UPDATED 13:18 EDT / OCTOBER 09 2015

NEWS

Former Chinese Room studio head Jessica Curry explains departure with candid blog post

Jessica Curry has stepped down as head of The Chinese Room, the developer behind Dear Esther and Everybody’s Gone to the Rapture, and she explained her departure in a candid blog post about her illness and her negative experience working with a publisher.

Curry explained that she suffers from a degenerative illness that will get progressively worse, and it will only make work more and more difficult as time goes on.

“I pushed myself to the edge of a precipice on Everybody’s Gone to the Rapture– I thought if I kept running then I could always keep the disease just out of reach. I was so wrong,” Curry said. “In June I got very ill. I was in L.A. working on the final mix of the game and I got so poorly that I genuinely thought I was going to be brought home in a coffin. It forced me to re-evaluate what the hell I was doing to myself, and more importantly the effect I was having on my husband and son. I can’t keep running and it’s time to admit that to myself and to everyone who loves me.”

jessica-curry-headshot

“Big business and the creation of art have always been extremely uncomfortable bedfellows”

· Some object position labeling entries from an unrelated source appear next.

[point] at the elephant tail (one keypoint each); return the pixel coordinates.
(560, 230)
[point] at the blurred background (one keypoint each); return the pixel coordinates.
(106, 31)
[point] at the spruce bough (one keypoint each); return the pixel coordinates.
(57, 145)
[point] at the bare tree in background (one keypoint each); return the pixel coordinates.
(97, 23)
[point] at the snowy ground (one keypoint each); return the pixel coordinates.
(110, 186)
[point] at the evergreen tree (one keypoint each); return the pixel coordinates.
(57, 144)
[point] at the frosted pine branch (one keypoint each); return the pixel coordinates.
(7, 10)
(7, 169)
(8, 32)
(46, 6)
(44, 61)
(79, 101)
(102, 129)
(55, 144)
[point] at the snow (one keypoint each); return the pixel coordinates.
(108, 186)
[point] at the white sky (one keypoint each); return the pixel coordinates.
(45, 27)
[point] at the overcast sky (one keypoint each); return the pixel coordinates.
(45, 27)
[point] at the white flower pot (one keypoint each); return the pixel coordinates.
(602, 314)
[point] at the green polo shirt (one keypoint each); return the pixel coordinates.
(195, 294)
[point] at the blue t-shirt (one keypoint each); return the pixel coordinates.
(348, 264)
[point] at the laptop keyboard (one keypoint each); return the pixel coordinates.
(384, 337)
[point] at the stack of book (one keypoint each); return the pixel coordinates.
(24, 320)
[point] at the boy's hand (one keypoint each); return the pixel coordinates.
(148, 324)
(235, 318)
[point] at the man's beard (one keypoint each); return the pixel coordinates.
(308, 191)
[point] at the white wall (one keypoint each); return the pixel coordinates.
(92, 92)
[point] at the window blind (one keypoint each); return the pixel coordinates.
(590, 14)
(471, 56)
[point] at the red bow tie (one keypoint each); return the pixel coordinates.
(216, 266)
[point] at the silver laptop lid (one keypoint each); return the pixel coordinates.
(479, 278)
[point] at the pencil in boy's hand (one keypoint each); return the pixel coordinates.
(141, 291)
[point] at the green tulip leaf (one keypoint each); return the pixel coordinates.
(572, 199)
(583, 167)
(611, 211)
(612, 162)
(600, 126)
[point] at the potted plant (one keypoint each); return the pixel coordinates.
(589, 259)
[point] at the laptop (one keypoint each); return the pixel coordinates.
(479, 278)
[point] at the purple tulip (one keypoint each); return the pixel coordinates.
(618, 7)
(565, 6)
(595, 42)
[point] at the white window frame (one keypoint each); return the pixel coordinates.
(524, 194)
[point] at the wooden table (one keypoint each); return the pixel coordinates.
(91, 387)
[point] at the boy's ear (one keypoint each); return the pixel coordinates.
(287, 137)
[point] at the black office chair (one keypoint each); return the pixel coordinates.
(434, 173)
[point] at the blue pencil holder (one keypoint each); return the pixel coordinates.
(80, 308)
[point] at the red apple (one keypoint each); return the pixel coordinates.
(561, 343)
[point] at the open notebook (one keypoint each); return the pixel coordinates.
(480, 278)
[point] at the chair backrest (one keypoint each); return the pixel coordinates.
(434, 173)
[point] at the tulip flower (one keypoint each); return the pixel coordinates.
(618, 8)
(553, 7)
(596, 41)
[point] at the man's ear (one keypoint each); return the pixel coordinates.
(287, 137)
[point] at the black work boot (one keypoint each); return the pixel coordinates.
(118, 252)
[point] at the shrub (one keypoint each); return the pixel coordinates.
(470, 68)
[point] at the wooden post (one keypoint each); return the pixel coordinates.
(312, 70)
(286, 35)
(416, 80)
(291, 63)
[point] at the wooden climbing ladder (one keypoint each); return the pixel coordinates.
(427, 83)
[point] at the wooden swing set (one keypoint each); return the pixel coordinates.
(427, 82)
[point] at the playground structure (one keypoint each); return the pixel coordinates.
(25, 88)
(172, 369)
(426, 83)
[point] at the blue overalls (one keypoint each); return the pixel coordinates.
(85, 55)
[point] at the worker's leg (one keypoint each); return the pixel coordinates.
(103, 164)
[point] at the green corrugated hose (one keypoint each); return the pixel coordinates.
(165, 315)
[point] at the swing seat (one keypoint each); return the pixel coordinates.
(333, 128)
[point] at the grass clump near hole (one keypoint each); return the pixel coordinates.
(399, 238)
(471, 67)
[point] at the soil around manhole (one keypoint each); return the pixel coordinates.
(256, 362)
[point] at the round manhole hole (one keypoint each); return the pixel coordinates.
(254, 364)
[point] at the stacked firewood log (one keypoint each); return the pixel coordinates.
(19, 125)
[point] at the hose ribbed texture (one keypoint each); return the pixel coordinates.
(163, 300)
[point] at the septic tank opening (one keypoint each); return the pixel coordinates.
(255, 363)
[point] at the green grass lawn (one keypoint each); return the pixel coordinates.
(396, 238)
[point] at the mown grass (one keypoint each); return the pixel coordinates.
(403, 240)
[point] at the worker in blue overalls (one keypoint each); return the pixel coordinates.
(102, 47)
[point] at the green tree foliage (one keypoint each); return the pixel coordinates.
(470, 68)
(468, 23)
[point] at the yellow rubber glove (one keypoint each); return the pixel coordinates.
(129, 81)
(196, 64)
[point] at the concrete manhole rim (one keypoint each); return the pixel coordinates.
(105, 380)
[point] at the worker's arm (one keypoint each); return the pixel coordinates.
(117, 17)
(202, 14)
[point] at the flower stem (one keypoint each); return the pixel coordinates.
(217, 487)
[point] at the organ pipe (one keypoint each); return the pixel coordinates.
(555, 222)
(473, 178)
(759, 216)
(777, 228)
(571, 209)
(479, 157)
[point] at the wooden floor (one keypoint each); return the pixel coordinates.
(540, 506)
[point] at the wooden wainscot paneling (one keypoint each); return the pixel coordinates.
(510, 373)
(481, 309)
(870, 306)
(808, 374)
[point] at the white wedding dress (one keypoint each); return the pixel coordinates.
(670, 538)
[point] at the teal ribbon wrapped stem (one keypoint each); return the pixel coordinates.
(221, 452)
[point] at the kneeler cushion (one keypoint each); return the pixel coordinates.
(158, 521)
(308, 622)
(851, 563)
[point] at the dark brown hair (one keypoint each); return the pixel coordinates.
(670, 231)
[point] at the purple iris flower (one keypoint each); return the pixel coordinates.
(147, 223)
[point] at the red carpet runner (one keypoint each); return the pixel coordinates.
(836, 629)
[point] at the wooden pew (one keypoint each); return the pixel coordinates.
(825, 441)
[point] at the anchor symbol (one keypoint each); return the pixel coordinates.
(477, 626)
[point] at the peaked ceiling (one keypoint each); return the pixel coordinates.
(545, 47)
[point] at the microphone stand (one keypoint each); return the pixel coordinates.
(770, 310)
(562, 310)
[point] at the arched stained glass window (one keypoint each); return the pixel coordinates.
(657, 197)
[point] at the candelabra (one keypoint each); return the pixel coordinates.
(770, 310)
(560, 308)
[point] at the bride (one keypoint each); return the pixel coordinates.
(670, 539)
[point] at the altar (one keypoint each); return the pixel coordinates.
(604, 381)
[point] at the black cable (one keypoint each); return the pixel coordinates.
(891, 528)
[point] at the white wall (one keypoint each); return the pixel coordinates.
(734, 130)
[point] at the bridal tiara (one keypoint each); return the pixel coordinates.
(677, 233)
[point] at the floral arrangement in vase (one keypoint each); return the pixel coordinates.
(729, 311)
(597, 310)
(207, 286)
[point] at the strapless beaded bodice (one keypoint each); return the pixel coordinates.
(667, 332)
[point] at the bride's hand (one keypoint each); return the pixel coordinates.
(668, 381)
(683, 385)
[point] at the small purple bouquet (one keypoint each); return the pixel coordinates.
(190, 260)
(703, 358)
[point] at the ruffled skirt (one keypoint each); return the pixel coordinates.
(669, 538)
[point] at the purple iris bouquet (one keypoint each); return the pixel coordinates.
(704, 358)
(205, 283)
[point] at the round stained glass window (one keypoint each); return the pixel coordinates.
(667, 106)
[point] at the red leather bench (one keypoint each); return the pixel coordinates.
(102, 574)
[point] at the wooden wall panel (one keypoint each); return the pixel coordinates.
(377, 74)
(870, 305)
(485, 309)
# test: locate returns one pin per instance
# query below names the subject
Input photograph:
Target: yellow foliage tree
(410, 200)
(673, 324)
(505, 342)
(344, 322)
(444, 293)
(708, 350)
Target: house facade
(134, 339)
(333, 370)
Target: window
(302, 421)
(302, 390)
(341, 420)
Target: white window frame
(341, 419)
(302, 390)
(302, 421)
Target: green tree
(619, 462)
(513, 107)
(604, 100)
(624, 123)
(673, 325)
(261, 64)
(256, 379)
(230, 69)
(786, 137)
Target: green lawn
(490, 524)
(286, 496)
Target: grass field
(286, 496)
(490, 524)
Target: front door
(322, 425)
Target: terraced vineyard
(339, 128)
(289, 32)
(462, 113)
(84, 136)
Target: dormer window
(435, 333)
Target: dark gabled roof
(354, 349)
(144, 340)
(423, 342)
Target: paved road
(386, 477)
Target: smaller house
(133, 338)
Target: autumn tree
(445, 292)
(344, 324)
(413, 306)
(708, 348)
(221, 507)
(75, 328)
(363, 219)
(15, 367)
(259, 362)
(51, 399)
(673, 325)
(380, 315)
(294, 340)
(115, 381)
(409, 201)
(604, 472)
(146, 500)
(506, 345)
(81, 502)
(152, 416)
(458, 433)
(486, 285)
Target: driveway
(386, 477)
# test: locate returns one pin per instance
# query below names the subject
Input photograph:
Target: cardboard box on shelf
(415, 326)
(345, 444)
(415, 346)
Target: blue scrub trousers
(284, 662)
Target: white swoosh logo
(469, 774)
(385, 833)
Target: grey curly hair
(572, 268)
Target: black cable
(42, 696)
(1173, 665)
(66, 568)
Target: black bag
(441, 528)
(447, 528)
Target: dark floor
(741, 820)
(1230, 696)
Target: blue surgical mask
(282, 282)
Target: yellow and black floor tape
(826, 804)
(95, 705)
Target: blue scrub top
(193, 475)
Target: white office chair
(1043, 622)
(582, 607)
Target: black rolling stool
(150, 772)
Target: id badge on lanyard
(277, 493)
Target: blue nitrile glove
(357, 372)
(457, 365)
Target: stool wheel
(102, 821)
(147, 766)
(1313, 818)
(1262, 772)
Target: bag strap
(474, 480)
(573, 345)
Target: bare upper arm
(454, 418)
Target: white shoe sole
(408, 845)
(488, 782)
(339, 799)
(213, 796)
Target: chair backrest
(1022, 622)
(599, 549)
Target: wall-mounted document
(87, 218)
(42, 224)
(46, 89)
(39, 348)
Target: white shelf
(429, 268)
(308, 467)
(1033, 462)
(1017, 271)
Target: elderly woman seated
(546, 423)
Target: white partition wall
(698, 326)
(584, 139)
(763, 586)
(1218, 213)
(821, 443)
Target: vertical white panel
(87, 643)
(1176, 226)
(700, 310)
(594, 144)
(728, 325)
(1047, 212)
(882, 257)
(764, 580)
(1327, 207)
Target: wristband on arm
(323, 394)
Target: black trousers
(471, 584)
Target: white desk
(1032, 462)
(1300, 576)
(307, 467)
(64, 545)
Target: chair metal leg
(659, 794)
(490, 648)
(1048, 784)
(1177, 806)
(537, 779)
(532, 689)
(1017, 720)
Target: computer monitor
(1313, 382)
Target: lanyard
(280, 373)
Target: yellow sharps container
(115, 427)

While her illness may be the leading factor behind her departure from the studio, Curry said that another factor was the intensely negative experience she had working with a publisher on Everybody’s Gone to the Rapture, which was published by Sony Computer Entertainment.

“Big business and the creation of art have always been extremely uncomfortable bedfellows and making Rapture proved to be no exception for me,” Curry said.

In order to avoid harming the people still working at The Chinese Room, Curry would not go into detail about her problems working with the publisher, but she described it as a “toxic relationship.”

“I’ve heard so many people say, ‘well, this is just the way publishers are’ and ‘this is just what the games industry is like,’ ” she added. “What I would say to that is while we all keep accepting this, while we are so afraid to challenge this behaviour, then it won’t change and we all deserve nothing but the meager crumbs we are thrown.”

“Publishers on first meeting have automatically assumed that my producer is my boss just because he’s a man”

Curry explained that her final reason for stepping down involves the current state of the game industry itself, saying that her role in the in the studio and its games has been repeatedly downplayed by publishers and news outlets due to her gender.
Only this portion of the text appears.